Week 6





















                  



Welcome back to class. Hope you had a good weekend.

Today I'll return any and all graded narratives and the midterm work.  Those who missed the
midterm will have to make it up, perhaps in the latter part of today's class or the office hour that follows.



We will be practicing the response/summary form to one or another of the ideas brought forth in
Sandra Cisneros's piece "Eleven," and in the topical news article or story you have brought to class. The aim is to 
present a brief description of the content of the work, in your own words,  and some use of direct quotation to 
illustrate the writing.  

Together we will read parts of "Eleven" to review its content and style and to look at the structure 
Cisneros creates.  You will both summarize and respond to the content to convey what
you think is most important, interesting, or relevant about the work. Summary alone differs from an essay in that
it does not in itself advance any point, judgment, or evaluation of the subject text or topic. 
Encyclopedias, for example, contain a great many summary abstracts of topics. Summary
can provide the foundation and context to make larger claims or observations.


We can discuss the material you have brought in individually or in pairs or small groups to enhance your
understanding of it and you can build essay 4 around whatever discussions arise in response to it.  Summary 
allows you to present the main thrust and some detail and then selectively focus on what you find most relevant.
You aim to engage your audience with the material and leave them informed about a matter you find interesting
and important. Your fellow students' comments and perspectives may be something to work with, as well.

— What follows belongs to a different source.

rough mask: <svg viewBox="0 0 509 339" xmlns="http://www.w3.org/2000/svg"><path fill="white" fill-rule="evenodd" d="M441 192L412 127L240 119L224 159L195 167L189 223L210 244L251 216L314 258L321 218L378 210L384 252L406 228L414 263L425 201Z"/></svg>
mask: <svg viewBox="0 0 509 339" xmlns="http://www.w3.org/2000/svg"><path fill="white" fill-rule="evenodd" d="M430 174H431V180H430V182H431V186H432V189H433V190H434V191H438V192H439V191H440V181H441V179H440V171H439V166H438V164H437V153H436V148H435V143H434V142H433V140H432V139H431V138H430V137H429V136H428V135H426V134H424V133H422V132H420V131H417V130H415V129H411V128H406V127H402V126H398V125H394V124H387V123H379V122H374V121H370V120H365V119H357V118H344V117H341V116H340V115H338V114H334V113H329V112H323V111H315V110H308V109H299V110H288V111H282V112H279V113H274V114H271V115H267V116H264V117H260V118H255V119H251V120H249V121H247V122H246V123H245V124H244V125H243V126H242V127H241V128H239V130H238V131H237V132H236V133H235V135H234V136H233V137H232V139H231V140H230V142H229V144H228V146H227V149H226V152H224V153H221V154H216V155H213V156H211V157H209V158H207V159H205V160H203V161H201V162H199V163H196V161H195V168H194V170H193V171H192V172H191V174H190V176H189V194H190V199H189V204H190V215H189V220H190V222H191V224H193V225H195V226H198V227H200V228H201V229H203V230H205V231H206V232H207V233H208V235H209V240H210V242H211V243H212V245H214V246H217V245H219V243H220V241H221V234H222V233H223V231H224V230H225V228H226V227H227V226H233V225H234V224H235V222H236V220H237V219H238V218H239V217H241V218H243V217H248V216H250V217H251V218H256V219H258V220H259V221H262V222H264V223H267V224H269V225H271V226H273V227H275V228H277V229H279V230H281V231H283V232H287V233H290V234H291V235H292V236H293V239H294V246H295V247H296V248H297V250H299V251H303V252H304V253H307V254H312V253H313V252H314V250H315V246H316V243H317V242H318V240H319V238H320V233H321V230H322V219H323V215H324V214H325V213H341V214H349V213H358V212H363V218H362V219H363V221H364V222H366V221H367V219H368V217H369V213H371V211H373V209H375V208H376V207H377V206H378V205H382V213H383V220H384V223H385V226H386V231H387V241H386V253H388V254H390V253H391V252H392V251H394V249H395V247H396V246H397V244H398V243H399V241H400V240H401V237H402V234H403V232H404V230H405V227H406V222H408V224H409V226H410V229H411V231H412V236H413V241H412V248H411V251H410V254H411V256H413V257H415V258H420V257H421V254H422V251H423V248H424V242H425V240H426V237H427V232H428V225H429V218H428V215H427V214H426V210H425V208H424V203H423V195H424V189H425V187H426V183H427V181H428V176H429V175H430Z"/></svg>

We will review how to include title, author, and one or two quotations from
the text to show some of the original.

 ..........................
Summary/Response Checklist:

Make sure that you identify the author’s name, the title of the article, essay, chapter and/or book from
which the summary is drawn.  Reference these in your opening lines. 


-----------------------------------------------------Summary/Response Sample Introductions

In Brenda Peterson's essay "Bread Upon the Waters," she writes about the sense of belonging she 

feels after living ten years along the shore of Puget Sound.  She "belongs" in a way she never felt 

before as if the windy shore itself and the raucous seagulls who live there too have possessed her 

heart and spirit.  She feeds them daily in what is to her a kind of ritual prayer, one she likens to those

of the Hopi Indians, who "believe that our daily rituals and prayers literally keep this world spinning 

on its axis." The reader can understand that her daily excursions sustain and center her in 

important ways. 



In the play A Streetcar Named Desire, written by Tennessee Williams, the protagonist Blanche 

Dubois is a fallen Southern belle devastated by a cruel fate.  In the final scene, as she is being led away

to an asylum, she says to the attendant doctor,  “I have always depended on the kindness of 

strangers.”  The irony is that her only living relative, Stella, her sister, in whose home she had 

taken refuge, commits her rather than believe the story she tells. But Blanche speaks the truth.




 In “Eleven,” an autobiographical narrative written by Sandra Cisneros, she adopts the perspective of an 
eleven-year-old to tell of the day, her birthday no less, when her teacher insisted an ugly, dirty old red sweater 
that had long hung in the classroom’s closet belonged to her.  It did not.  The girl is pained by her inability 
to defend herself and the humiliating presence of the sweater, now on her desktop. She says she feels
“sick inside, like the part of me that’s three wants to come out of my eyes,” and we understand she is on
 the verge of tears.  Her teacher's dominance is such that a little later she orders the girl, Rachel, to put the 
hated sweater on.  "I wish I was invisible but I am not," she says. And then she does cry, for the humiliation, 
frustration, and misery are too great. 
--------------------------------

Homework:  Complete essay 5, in which you draw claims and conclusions based upon your reading of one or
two new stories or published essays.  The essay is to be titled, 350 words or more, and incorporate the references 
to the reading and at least one direct quotation.

Also, you are to read several film reviews of the film Moonlight (2016), directed by Barry Jenkins.  Google the 
title and you'll find a number, including ones by A.O. Scott and Roger Ebert, well-known film critics. Summarize
some of the key facts and kinds of observations provided in film reviews.